He made his debut as Pelléas at the Grand Théâtre de Genève in 1941.

After his Paris debut at the Opéra-Comique as Pelléas on 20 April 1941, Jansen also appeared as a singer in Fauré's Masques et bergamasques (January 1942), Valérien in Malvina (July 1945) and the title role in Fragonard (February 1946).

Jansen recorded Pelléas in an Opéra-Comique cast under the conductor Roger Désormière in April and May 1941 with Irène Joachim as Mélisande.
This recording is widely considered as a reference recording of this opera.
Jansen later recorded the same role under André Cluytens and Inghelbrecht. He also sang the role under Désormière with the Opéra-Comique company at Covent Garden in June 1949, as well as in New York, Brussels, Lisbon, Berlin, Milan, Rome and Tokyo. Having already appeared in three films, he was also considered for the role of popular singer Jacques Sartory in the 1945 crime drama film Seul dans la nuit, before being passed over for Jacques Pills.

His last performance was in Tours in March 1971.

Although best remembered for the role of Pelléas he also sang baroque opera (Les Indes galantes and Platée by Jean-Philippe Rameau), modern opera (Christophe Colomb by Darius Milhaud and Les caprices de Marianne at the Théâtre des Champs-Élysées in 1956), operetta (The Merry Widow by Franz Lehár, the premiere of La Belle de Paris by Georges Van Parys in 1961 and Antonin in Ciboulette in Geneva) and mélodies. Jansen was a magnetic interpreter of Danilo in The Merry Widow, which he performed some 1,500 times in France, displaying his acting skills, which he also used in several films. He dubbed the singing voice of Alain Cuny in Les Visiteurs du Soir (1942).
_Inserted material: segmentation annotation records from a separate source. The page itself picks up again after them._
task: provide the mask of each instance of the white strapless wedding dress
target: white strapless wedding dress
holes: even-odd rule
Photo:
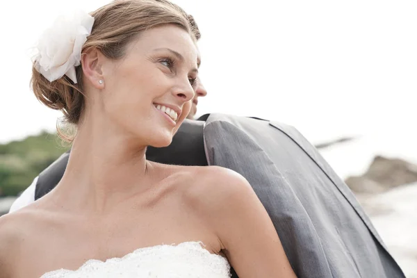
[[[76,270],[58,270],[41,278],[229,278],[230,265],[201,243],[140,248],[122,258],[89,260]]]

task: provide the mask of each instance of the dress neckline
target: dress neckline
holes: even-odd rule
[[[188,249],[188,250],[198,250],[199,252],[201,252],[204,254],[206,254],[208,256],[214,256],[215,257],[220,257],[223,260],[227,261],[227,259],[226,258],[224,258],[223,256],[219,255],[218,254],[211,253],[208,250],[207,250],[203,246],[204,246],[204,244],[202,241],[184,241],[184,242],[182,242],[179,244],[175,244],[175,243],[163,244],[163,244],[160,244],[160,245],[157,245],[139,247],[139,248],[134,250],[131,252],[128,253],[126,255],[121,256],[121,257],[109,258],[104,261],[101,261],[101,260],[96,259],[90,259],[86,261],[81,266],[80,266],[79,268],[77,268],[75,270],[65,269],[65,268],[60,268],[60,269],[58,269],[56,270],[49,271],[49,272],[44,273],[40,278],[48,277],[49,277],[49,275],[51,275],[55,274],[56,272],[62,272],[62,271],[64,271],[64,272],[68,272],[68,273],[76,273],[76,272],[83,271],[83,268],[88,267],[89,265],[90,265],[92,263],[95,263],[97,265],[104,265],[106,263],[109,263],[111,262],[120,262],[120,261],[123,261],[130,258],[131,256],[133,256],[135,254],[137,254],[139,253],[142,253],[142,252],[146,252],[147,251],[149,251],[154,248],[162,248],[164,247],[170,247],[170,248],[176,248],[176,249],[186,248],[186,249]]]

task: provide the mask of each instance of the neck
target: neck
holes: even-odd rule
[[[58,187],[65,199],[84,210],[105,211],[149,184],[146,145],[106,126],[80,126]]]

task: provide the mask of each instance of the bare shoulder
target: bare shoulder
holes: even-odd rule
[[[26,238],[27,214],[15,212],[0,217],[0,278],[12,275],[19,258],[19,250]]]
[[[241,202],[257,199],[246,179],[231,170],[198,167],[192,176],[194,183],[188,187],[187,197],[202,213],[213,215]]]

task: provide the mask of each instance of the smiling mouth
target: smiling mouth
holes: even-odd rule
[[[164,106],[163,105],[161,105],[161,104],[154,104],[154,105],[155,106],[156,109],[159,110],[161,112],[163,112],[163,113],[167,114],[171,119],[172,119],[173,121],[177,122],[177,120],[178,119],[178,114],[177,113],[177,112],[175,112],[174,111],[173,111],[172,109],[171,109],[169,107]]]

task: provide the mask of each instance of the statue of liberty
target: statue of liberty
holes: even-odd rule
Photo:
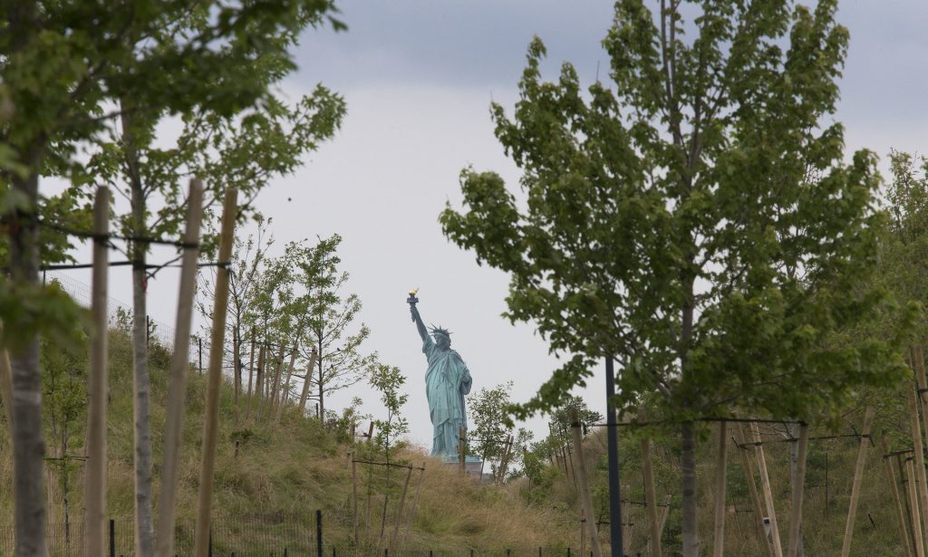
[[[422,351],[429,361],[425,373],[425,391],[432,416],[432,455],[456,459],[458,453],[460,428],[467,429],[464,395],[470,392],[470,372],[458,352],[451,349],[451,334],[442,327],[432,327],[432,335],[416,309],[416,291],[409,292],[412,320],[422,337]]]

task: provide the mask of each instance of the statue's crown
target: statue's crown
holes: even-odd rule
[[[442,327],[442,326],[436,327],[435,325],[432,325],[431,328],[432,328],[432,335],[445,335],[448,338],[451,338],[451,331],[448,331],[445,327]]]

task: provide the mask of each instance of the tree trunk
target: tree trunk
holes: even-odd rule
[[[148,557],[153,551],[151,522],[151,385],[148,379],[148,327],[146,319],[145,252],[135,253],[133,277],[133,386],[135,392],[135,552]]]
[[[680,470],[683,475],[683,557],[699,557],[696,530],[696,428],[692,422],[680,426]]]
[[[235,382],[235,424],[238,425],[238,394],[241,392],[241,366],[238,365],[238,325],[232,330],[232,378]]]
[[[796,439],[790,443],[790,487],[793,493],[800,487],[797,486],[799,474],[799,424],[790,424],[787,425],[791,439]],[[792,526],[791,526],[792,527]],[[799,528],[799,546],[796,549],[795,557],[803,557],[803,530]]]
[[[321,338],[319,339],[319,346],[318,346],[316,354],[318,354],[318,356],[317,356],[318,360],[316,361],[316,365],[319,368],[319,422],[321,424],[325,424],[326,423],[326,401],[325,401],[325,395],[326,395],[325,386],[326,386],[326,382],[325,382],[325,377],[322,374],[322,371],[323,370],[322,370],[322,339]]]
[[[13,189],[36,207],[38,174],[14,176]],[[9,267],[14,285],[34,286],[39,279],[38,229],[32,214],[14,213],[10,225]],[[10,353],[13,384],[13,468],[16,475],[16,555],[45,557],[45,507],[42,472],[45,441],[42,428],[42,371],[39,341],[31,339]]]
[[[138,171],[138,157],[135,150],[131,120],[131,102],[122,99],[122,145],[129,188],[131,190],[132,220],[129,229],[135,234],[148,232],[145,222],[145,188]],[[132,367],[135,396],[134,454],[135,464],[135,556],[151,557],[154,551],[151,495],[151,385],[148,379],[148,337],[146,310],[148,275],[145,263],[148,245],[134,241],[131,247],[132,266]]]

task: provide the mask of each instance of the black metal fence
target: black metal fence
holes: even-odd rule
[[[192,557],[194,521],[178,520],[174,529],[177,557]],[[83,521],[46,525],[50,557],[88,557]],[[576,548],[511,547],[501,549],[443,550],[420,548],[386,549],[357,547],[342,540],[319,543],[318,524],[312,518],[285,520],[278,524],[238,521],[213,525],[210,532],[211,557],[586,557]],[[15,537],[11,525],[0,526],[0,557],[12,557]],[[135,526],[132,517],[110,520],[107,526],[107,555],[135,557]]]

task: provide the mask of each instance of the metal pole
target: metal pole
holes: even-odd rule
[[[318,557],[322,557],[322,510],[316,510],[316,549]]]
[[[612,357],[606,358],[606,439],[609,449],[609,539],[612,545],[612,557],[624,557],[622,545],[622,489],[619,485],[619,435],[615,425],[615,370]]]

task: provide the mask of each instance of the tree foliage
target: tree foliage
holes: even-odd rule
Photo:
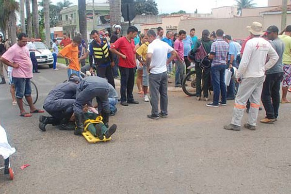
[[[250,8],[256,6],[254,0],[235,0],[238,6],[238,13],[242,15],[242,10],[243,8]]]
[[[173,12],[172,13],[171,13],[171,14],[186,14],[186,12],[184,10],[180,10],[178,12]]]
[[[137,15],[157,15],[159,14],[158,4],[154,0],[122,0],[121,6],[126,3],[135,3]]]

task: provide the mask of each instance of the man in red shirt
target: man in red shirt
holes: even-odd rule
[[[67,38],[66,35],[64,35],[64,39],[60,43],[60,46],[62,48],[64,48],[66,46],[69,45],[72,43],[72,40],[70,38]],[[69,61],[65,59],[65,64],[69,65]]]
[[[132,94],[136,67],[133,38],[136,36],[138,31],[135,26],[129,26],[128,29],[127,35],[118,39],[112,45],[110,49],[110,51],[119,57],[120,104],[123,106],[139,103],[134,100]]]

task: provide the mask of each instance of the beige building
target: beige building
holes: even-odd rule
[[[237,14],[238,8],[235,6],[223,6],[212,9],[212,17],[215,18],[234,17]]]

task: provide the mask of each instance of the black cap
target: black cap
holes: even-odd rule
[[[270,26],[267,29],[266,32],[268,33],[276,32],[278,33],[279,33],[279,29],[276,26]]]

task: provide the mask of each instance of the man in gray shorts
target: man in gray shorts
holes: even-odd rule
[[[167,64],[178,57],[177,52],[167,43],[156,39],[155,32],[146,32],[150,43],[147,48],[146,65],[149,72],[149,87],[151,96],[151,114],[147,117],[159,119],[160,117],[168,117],[168,75]],[[172,56],[167,60],[167,55]],[[159,113],[159,96],[160,98],[161,112]]]

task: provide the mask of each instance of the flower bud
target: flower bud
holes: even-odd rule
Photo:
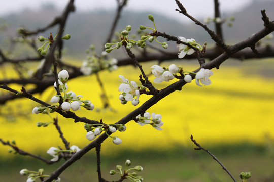
[[[70,38],[71,38],[71,35],[65,35],[63,37],[62,37],[62,39],[63,39],[64,40],[69,40]]]
[[[46,50],[42,50],[40,52],[40,54],[42,56],[46,55],[46,54],[47,54],[47,51]]]
[[[121,35],[123,36],[126,36],[128,35],[128,32],[126,30],[122,31],[122,32],[121,32]]]
[[[144,26],[143,26],[143,25],[141,25],[141,26],[139,27],[139,28],[140,28],[140,30],[145,30],[145,29],[147,29],[147,27],[144,27]]]
[[[192,80],[192,77],[189,74],[187,74],[186,76],[185,76],[184,80],[187,83],[190,83]]]
[[[151,21],[154,22],[154,18],[153,18],[153,16],[152,15],[148,15],[148,18],[150,19]]]
[[[134,168],[134,169],[136,170],[138,172],[141,172],[143,170],[143,167],[140,166],[137,166]]]
[[[58,74],[58,78],[63,83],[67,82],[69,77],[68,72],[66,70],[62,70]]]
[[[149,41],[150,42],[152,42],[153,40],[154,40],[154,37],[151,36],[149,38]]]
[[[168,44],[166,42],[163,42],[162,47],[164,49],[167,49],[168,47]]]
[[[125,131],[126,129],[126,126],[123,124],[120,124],[117,126],[117,129],[119,131]]]
[[[133,45],[132,44],[129,43],[127,44],[127,45],[126,45],[126,49],[127,49],[128,50],[130,50],[132,48],[132,46]]]
[[[130,162],[129,160],[127,159],[127,160],[126,160],[125,165],[126,166],[130,166],[130,165],[131,165],[131,162]]]
[[[38,40],[41,42],[44,41],[45,39],[45,37],[42,36],[40,36],[40,37],[38,37]]]
[[[86,134],[86,138],[90,141],[92,141],[95,139],[96,138],[96,135],[94,134],[94,132],[93,131],[89,131]]]
[[[131,26],[130,25],[127,25],[126,26],[126,30],[127,31],[129,31],[131,30]]]
[[[22,175],[27,175],[29,173],[29,171],[27,169],[23,169],[20,171],[20,174]]]
[[[122,166],[120,166],[120,165],[117,165],[116,166],[116,169],[117,169],[117,170],[122,170]]]
[[[112,169],[110,171],[110,175],[114,175],[116,173],[116,171],[115,171],[114,170]]]
[[[111,47],[111,44],[110,43],[106,43],[105,44],[105,48],[106,49],[110,49],[110,48]]]
[[[122,46],[122,44],[121,44],[121,43],[120,42],[117,42],[116,43],[116,46],[115,46],[115,47],[117,49],[119,49],[121,47],[121,46]]]

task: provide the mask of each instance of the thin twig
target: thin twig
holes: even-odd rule
[[[0,139],[0,142],[1,142],[3,145],[8,145],[10,147],[11,147],[15,151],[16,151],[18,154],[20,155],[28,156],[33,157],[36,159],[39,159],[41,161],[42,161],[43,162],[45,162],[47,164],[51,164],[54,163],[54,162],[52,162],[50,160],[47,160],[40,156],[38,156],[38,155],[30,153],[29,152],[26,152],[25,151],[23,151],[23,150],[19,149],[17,146],[11,144],[9,141],[4,142],[2,139]]]
[[[227,169],[226,168],[226,167],[225,167],[225,166],[223,165],[223,164],[222,164],[222,163],[217,159],[217,157],[216,157],[213,154],[212,154],[211,153],[210,153],[210,152],[209,151],[209,150],[208,149],[206,149],[204,148],[203,147],[201,146],[201,145],[200,144],[198,144],[197,143],[197,142],[196,142],[196,141],[193,139],[193,136],[192,136],[192,135],[191,135],[190,139],[191,139],[191,141],[194,143],[194,144],[197,147],[198,147],[198,148],[194,148],[195,150],[202,150],[207,152],[209,155],[210,155],[213,158],[213,159],[214,159],[215,160],[217,161],[217,162],[222,166],[222,167],[223,168],[223,169],[224,169],[225,171],[226,171],[226,172],[229,175],[229,176],[230,176],[230,177],[233,179],[233,180],[234,182],[237,182],[237,181],[236,180],[235,178],[233,176],[233,175],[231,174],[230,172],[229,172],[228,169]]]

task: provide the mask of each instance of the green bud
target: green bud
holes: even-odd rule
[[[115,171],[114,170],[112,169],[110,171],[110,175],[114,175],[116,173],[116,171]]]
[[[69,40],[71,38],[71,35],[66,34],[62,37],[64,40]]]
[[[117,170],[122,170],[122,166],[120,166],[120,165],[117,165],[116,166],[116,169],[117,169]]]
[[[143,25],[141,25],[141,26],[139,27],[139,28],[140,28],[140,30],[145,30],[145,29],[147,29],[147,27],[144,27],[144,26],[143,26]]]
[[[131,44],[130,43],[129,43],[126,45],[126,49],[130,50],[132,48],[133,45]]]
[[[154,22],[154,18],[153,18],[153,16],[152,15],[149,15],[148,16],[149,19],[150,19],[151,21]]]
[[[46,50],[43,50],[41,52],[40,52],[40,54],[42,56],[46,55],[46,54],[47,54],[47,51]]]
[[[141,46],[140,46],[142,48],[145,48],[147,46],[147,43],[144,42]]]
[[[139,47],[140,47],[141,46],[143,43],[144,43],[144,41],[143,40],[138,40],[137,41],[137,46],[139,46]]]
[[[130,25],[127,25],[126,26],[126,30],[127,31],[129,31],[131,30],[131,26]]]
[[[42,48],[38,48],[37,49],[37,51],[38,51],[39,53],[41,53],[43,50],[43,49]]]
[[[167,48],[168,47],[168,45],[167,44],[167,43],[166,43],[166,42],[163,42],[162,47],[164,49],[167,49]]]
[[[136,170],[138,172],[141,172],[143,170],[143,167],[140,166],[137,166],[134,168],[134,169]]]
[[[40,36],[40,37],[38,37],[38,40],[41,42],[44,41],[45,39],[45,37],[42,36]]]
[[[131,162],[130,162],[130,161],[128,159],[127,159],[125,163],[126,166],[130,166],[130,165],[131,165]]]
[[[123,36],[126,36],[128,35],[128,32],[126,30],[122,31],[122,32],[121,32],[121,35]]]
[[[121,44],[121,43],[117,42],[117,43],[116,43],[116,46],[115,46],[115,47],[117,49],[119,49],[121,47],[121,46],[122,44]]]
[[[110,49],[111,47],[111,44],[110,44],[110,43],[106,43],[105,44],[105,48],[106,48],[106,49]]]
[[[141,40],[145,40],[146,38],[147,38],[147,36],[141,36]]]

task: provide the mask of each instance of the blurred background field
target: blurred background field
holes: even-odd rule
[[[76,60],[72,61],[79,63]],[[150,67],[154,63],[143,64],[146,73],[151,71]],[[175,64],[188,71],[193,71],[198,66],[196,62]],[[169,64],[165,63],[162,66]],[[238,176],[242,171],[248,171],[254,176],[251,181],[266,178],[273,172],[274,160],[272,151],[274,145],[272,139],[274,138],[273,65],[270,59],[244,62],[228,60],[220,70],[213,70],[211,85],[200,87],[193,81],[184,86],[181,91],[166,97],[147,111],[162,115],[164,122],[162,131],[150,126],[140,126],[132,121],[126,125],[125,132],[115,133],[122,139],[121,145],[115,145],[111,139],[107,139],[101,149],[104,177],[109,175],[109,171],[115,168],[116,165],[122,164],[129,159],[134,164],[144,166],[142,175],[149,181],[231,181],[211,157],[203,154],[204,152],[193,150],[195,146],[189,139],[192,134],[198,143],[220,157],[235,176]],[[120,82],[118,76],[121,74],[129,80],[139,82],[137,75],[139,74],[139,70],[131,66],[100,74],[115,112],[101,109],[101,93],[94,76],[69,80],[68,90],[83,95],[83,99],[91,100],[96,109],[101,109],[99,112],[83,109],[77,111],[77,114],[96,120],[102,119],[106,123],[118,121],[136,108],[130,103],[124,105],[120,103],[118,86]],[[151,80],[154,79],[152,76],[149,78]],[[161,89],[172,83],[154,85]],[[25,87],[27,89],[31,86]],[[52,87],[35,96],[49,103],[54,95]],[[149,98],[142,95],[139,104]],[[4,141],[14,140],[21,149],[50,159],[51,156],[46,153],[47,150],[51,146],[63,145],[53,125],[45,128],[36,126],[37,122],[50,120],[47,115],[31,114],[32,108],[37,105],[31,101],[18,99],[2,106],[0,137]],[[23,114],[16,116],[16,114],[12,115],[12,113]],[[51,115],[56,116],[56,113]],[[60,116],[58,119],[64,135],[71,145],[81,148],[89,143],[85,137],[86,132],[83,124],[74,123],[73,120]],[[9,148],[0,147],[2,180],[24,181],[24,177],[19,174],[20,169],[29,168],[35,170],[45,168],[50,173],[60,165],[47,166],[28,157],[9,154]],[[90,151],[88,156],[70,167],[61,176],[64,181],[86,181],[87,178],[95,177],[90,175],[96,171],[92,169],[96,167],[93,157],[94,153],[94,150]],[[90,165],[86,165],[87,163]],[[80,169],[77,172],[79,174],[72,172],[76,168]],[[7,175],[7,171],[14,175]],[[75,177],[70,177],[71,173]],[[96,176],[96,174],[93,175]],[[81,180],[77,180],[77,177]]]

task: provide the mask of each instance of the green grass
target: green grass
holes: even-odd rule
[[[194,145],[188,147],[177,146],[168,151],[148,149],[141,152],[121,151],[118,154],[102,156],[102,176],[108,180],[118,180],[118,175],[111,176],[109,172],[116,165],[124,166],[130,159],[133,167],[144,168],[139,172],[147,181],[232,181],[222,167],[204,151],[195,151]],[[252,181],[262,181],[273,172],[273,155],[268,147],[251,144],[219,145],[203,146],[209,149],[239,181],[241,172],[251,172]],[[96,162],[93,151],[68,167],[60,175],[62,181],[97,181]],[[272,156],[272,157],[271,157]],[[50,174],[61,165],[59,162],[48,165],[28,157],[16,156],[1,159],[0,180],[21,181],[26,176],[19,174],[23,168],[38,170],[43,168]]]

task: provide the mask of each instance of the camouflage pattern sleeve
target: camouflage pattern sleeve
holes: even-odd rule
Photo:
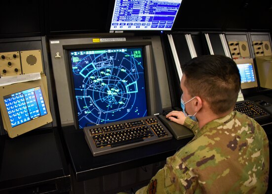
[[[198,122],[194,121],[190,117],[186,117],[183,125],[192,130],[194,135],[197,133],[199,129]]]
[[[194,127],[189,121],[187,126]],[[253,119],[233,111],[197,131],[136,193],[265,194],[269,173],[265,131]]]
[[[197,184],[195,175],[183,165],[180,159],[174,156],[167,159],[163,168],[136,194],[193,194]]]

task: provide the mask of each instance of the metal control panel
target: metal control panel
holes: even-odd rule
[[[230,41],[229,47],[233,59],[240,57],[250,57],[248,44],[245,41]]]
[[[272,55],[271,45],[269,41],[253,41],[253,48],[255,56],[269,56]]]
[[[0,53],[0,75],[1,77],[22,74],[19,51]]]

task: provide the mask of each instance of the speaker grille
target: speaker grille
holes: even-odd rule
[[[246,46],[244,44],[242,44],[241,48],[243,51],[246,51]]]
[[[268,45],[268,44],[265,44],[265,48],[267,51],[268,51],[268,50],[269,49],[269,45]]]
[[[26,61],[28,65],[33,65],[37,63],[37,58],[33,55],[30,55],[27,57]]]

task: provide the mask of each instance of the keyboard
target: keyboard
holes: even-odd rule
[[[245,114],[256,121],[270,117],[270,114],[253,101],[243,100],[236,103],[234,110]]]
[[[155,116],[149,116],[83,128],[93,156],[101,156],[172,139]]]

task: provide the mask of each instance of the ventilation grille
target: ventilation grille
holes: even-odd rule
[[[37,63],[37,58],[33,55],[30,55],[27,57],[26,61],[28,65],[33,65]]]

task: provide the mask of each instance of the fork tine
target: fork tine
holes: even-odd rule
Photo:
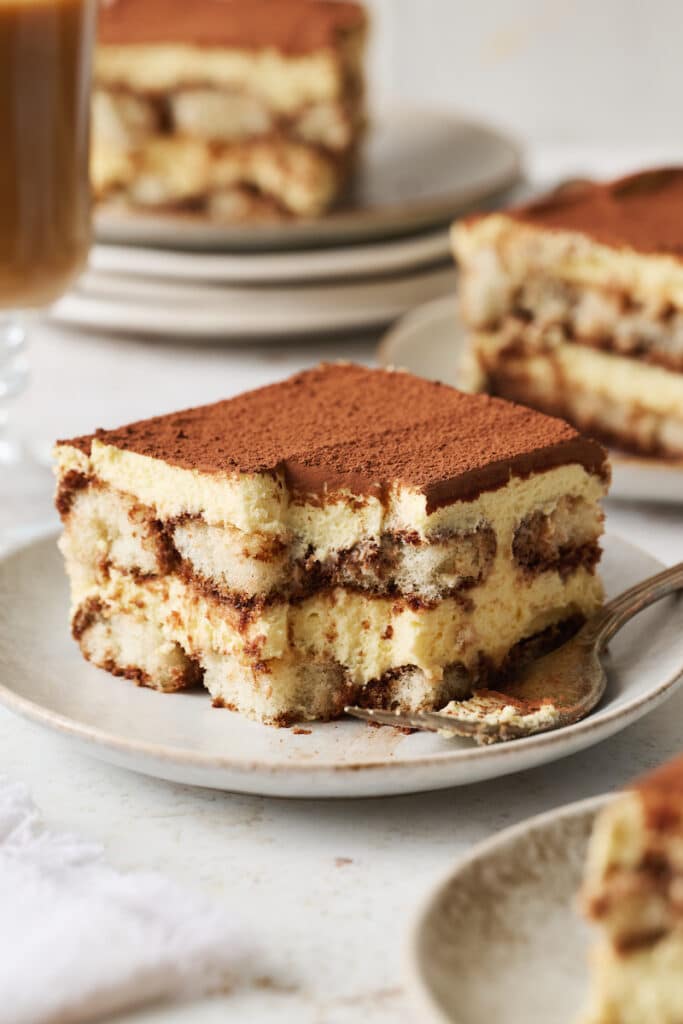
[[[425,722],[419,714],[403,715],[395,711],[384,711],[381,708],[356,708],[352,705],[348,705],[344,711],[347,715],[359,718],[364,722],[393,725],[396,729],[420,729],[423,732],[433,732],[436,728]]]
[[[457,715],[444,715],[440,711],[418,712],[423,722],[430,723],[431,728],[439,732],[457,732],[460,736],[475,736],[485,731],[482,722],[463,721]]]

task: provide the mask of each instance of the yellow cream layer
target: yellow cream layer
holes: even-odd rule
[[[334,161],[304,142],[213,143],[176,135],[154,135],[131,148],[95,138],[90,174],[96,196],[123,189],[143,206],[206,199],[249,185],[299,216],[322,212],[341,180]]]
[[[210,525],[230,525],[245,532],[292,536],[307,542],[318,557],[386,532],[411,530],[429,540],[435,532],[469,532],[490,524],[498,538],[498,558],[511,558],[512,538],[530,512],[552,512],[566,496],[598,502],[606,484],[578,464],[558,466],[528,477],[512,477],[497,490],[469,502],[454,502],[428,513],[424,494],[396,484],[386,504],[371,496],[339,494],[326,504],[296,500],[283,473],[202,473],[94,439],[90,458],[70,444],[55,450],[57,474],[70,470],[97,477],[148,506],[161,520],[201,516]]]
[[[503,213],[460,221],[452,239],[465,278],[494,283],[497,276],[503,287],[504,276],[516,287],[543,273],[579,286],[618,289],[647,306],[683,307],[683,263],[673,256],[612,249],[578,231],[548,230]]]
[[[358,35],[340,59],[330,50],[292,56],[275,49],[179,43],[100,45],[95,55],[95,82],[153,93],[199,83],[249,92],[273,111],[292,114],[306,103],[342,97],[348,68],[355,70],[360,65],[361,47],[362,36]]]
[[[592,961],[590,1005],[578,1024],[683,1021],[683,929],[628,955],[602,942]]]
[[[68,569],[74,608],[90,597],[138,615],[147,606],[168,639],[200,660],[212,652],[265,662],[295,650],[309,660],[340,663],[360,684],[405,665],[438,679],[455,662],[475,667],[480,652],[500,663],[519,640],[569,615],[590,615],[602,600],[599,578],[584,568],[564,581],[555,571],[529,579],[507,554],[482,586],[468,591],[472,609],[457,598],[412,608],[337,588],[299,604],[266,606],[241,632],[239,612],[177,577],[137,582],[112,570],[101,582],[82,564],[68,562]]]
[[[584,391],[683,423],[683,374],[571,342],[545,349],[541,345],[538,353],[530,349],[520,356],[507,355],[507,345],[505,336],[496,333],[478,332],[473,338],[474,353],[484,370],[493,370],[500,358],[504,371],[510,369],[540,386],[548,381],[553,392],[559,381],[559,389],[568,395]]]

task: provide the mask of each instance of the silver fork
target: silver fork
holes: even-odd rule
[[[475,690],[441,711],[402,714],[347,707],[366,722],[469,736],[477,743],[520,739],[571,725],[602,699],[607,677],[600,655],[622,627],[655,601],[683,589],[683,562],[629,588],[566,643],[525,666],[503,690]]]

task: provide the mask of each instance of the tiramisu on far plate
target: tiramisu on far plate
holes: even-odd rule
[[[463,386],[683,458],[683,167],[472,217],[454,246]]]
[[[603,449],[410,374],[323,365],[56,460],[85,656],[269,724],[441,708],[602,600]]]
[[[683,757],[598,815],[582,902],[602,933],[582,1024],[680,1024]]]
[[[111,0],[95,55],[95,198],[224,221],[314,217],[365,126],[348,0]]]

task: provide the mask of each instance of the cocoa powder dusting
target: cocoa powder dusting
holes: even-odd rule
[[[422,490],[428,512],[567,463],[608,472],[600,444],[562,420],[348,364],[67,443],[87,450],[93,436],[203,473],[281,471],[301,495],[384,499],[398,482]]]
He was for five years professor at the Conservatoire in Marseille, then held a similar post at the Paris Conservatoire, finally teaching vocal technique at the Opéra-Studio.

==Discography==
Besides the three recordings of Pelléas et Mélisande, Jansen's discography includes Frédéric in a complete Lakmé.
He recorded selections from Véronique with Yvonne Printemps in 1941, The Merry Widow in 1953, Ta bouche in 1956, and Fragonard in 1957.
In 1952 he recorded a recital for Decca of Ravel, Debussy, Chabrier and Hahn (LXT2774) and songs by Schubert, Jaubert, Beydts, and Françaix.

==Filmography==
- 1942 : Patricia by Paul Mesnier
- 1944 : La Malibran by Sacha Guitry
- 1944 : Bonsoir mesdames, bonsoir messieurs by Roland Tual
- 1949 : La Ronde des heures by Alexandre Ryder
- 1972 : Figaro-ci, Figaro-là by Hervé Bromberger (TV)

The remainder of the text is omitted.